There were, however, a few elements I didn’t like. Those included Mel’s aunt Joan, known as HJ (Hurricane Joan). I liked her at first, but she began to bother me — her insistence that Mel was wasting her teenage years by being unscoiable, that she should go on dates, that she shouldn’t text a boy first but should wait for him to text…

I mean, maybe it’s because I’m unsociable and queer, but that smacked of the heteronormative, as well as the generally frustrating attittude of a world built for extroverts. And the book generally isn’t like that — for a start, there are queer characters, even if they’re not having a lot of luck in their relationships. Joan even improves a bit, I guess, but those aspects bothered me.

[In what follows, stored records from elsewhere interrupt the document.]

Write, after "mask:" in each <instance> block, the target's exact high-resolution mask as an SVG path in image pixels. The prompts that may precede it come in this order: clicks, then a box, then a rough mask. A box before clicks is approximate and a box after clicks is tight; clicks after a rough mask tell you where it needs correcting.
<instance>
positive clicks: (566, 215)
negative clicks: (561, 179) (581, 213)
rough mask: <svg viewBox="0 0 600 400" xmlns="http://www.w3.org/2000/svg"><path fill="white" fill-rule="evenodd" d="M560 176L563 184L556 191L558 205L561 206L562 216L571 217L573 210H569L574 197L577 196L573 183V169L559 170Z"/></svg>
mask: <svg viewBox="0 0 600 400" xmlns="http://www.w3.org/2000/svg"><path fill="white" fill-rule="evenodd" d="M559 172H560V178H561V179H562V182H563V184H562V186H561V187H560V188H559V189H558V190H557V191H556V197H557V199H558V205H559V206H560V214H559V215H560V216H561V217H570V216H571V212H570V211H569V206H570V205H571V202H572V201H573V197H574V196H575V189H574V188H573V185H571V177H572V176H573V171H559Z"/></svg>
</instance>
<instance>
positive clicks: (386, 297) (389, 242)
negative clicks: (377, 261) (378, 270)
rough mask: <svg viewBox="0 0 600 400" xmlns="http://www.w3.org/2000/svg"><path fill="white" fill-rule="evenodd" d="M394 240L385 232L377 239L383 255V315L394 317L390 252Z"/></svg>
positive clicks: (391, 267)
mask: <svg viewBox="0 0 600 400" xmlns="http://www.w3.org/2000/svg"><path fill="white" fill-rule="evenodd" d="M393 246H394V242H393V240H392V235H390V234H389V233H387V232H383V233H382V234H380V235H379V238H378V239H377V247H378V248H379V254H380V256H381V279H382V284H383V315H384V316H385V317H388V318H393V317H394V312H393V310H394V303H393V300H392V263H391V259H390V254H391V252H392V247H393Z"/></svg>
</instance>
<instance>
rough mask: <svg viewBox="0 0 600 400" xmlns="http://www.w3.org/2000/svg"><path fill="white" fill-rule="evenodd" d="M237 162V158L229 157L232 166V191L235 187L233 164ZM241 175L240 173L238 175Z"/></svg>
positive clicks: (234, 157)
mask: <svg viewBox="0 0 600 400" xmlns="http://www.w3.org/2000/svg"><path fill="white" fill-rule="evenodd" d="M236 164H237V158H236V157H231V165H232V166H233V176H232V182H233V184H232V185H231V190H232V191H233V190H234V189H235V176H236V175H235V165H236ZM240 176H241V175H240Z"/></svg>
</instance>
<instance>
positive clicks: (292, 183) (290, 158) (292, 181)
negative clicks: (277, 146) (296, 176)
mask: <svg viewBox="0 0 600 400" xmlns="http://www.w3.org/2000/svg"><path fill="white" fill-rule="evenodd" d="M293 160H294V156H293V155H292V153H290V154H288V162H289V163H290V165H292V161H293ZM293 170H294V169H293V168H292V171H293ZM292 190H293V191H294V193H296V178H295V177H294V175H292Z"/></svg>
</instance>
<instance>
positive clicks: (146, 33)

Particularly the ‘don’t text a boy first’ thing. I mean, really? We’re going to be that old-fashioned now? Maybe this is still a thing among straight people, but it seems hugely archaic to me. Take the initiative, kid. Communication is important; don’t turn it into a power play.

On the whole, though, this was engaging and emotional enough to drag my attention away from the cat looking imploringly at me while I read and ate dinner. She wanted my potato. It wasn’t easy to make sure she didn’t take it and read at the same time, but I succeeded.


This is the face of a cat that wants my potato. And is also possibly judging the messiness of my room.

So, how to rate this? I don’t know. Maybe I’d give it three stars, but it’s not easy to distract me from Nellie when she’s being cute, so let’s go with four.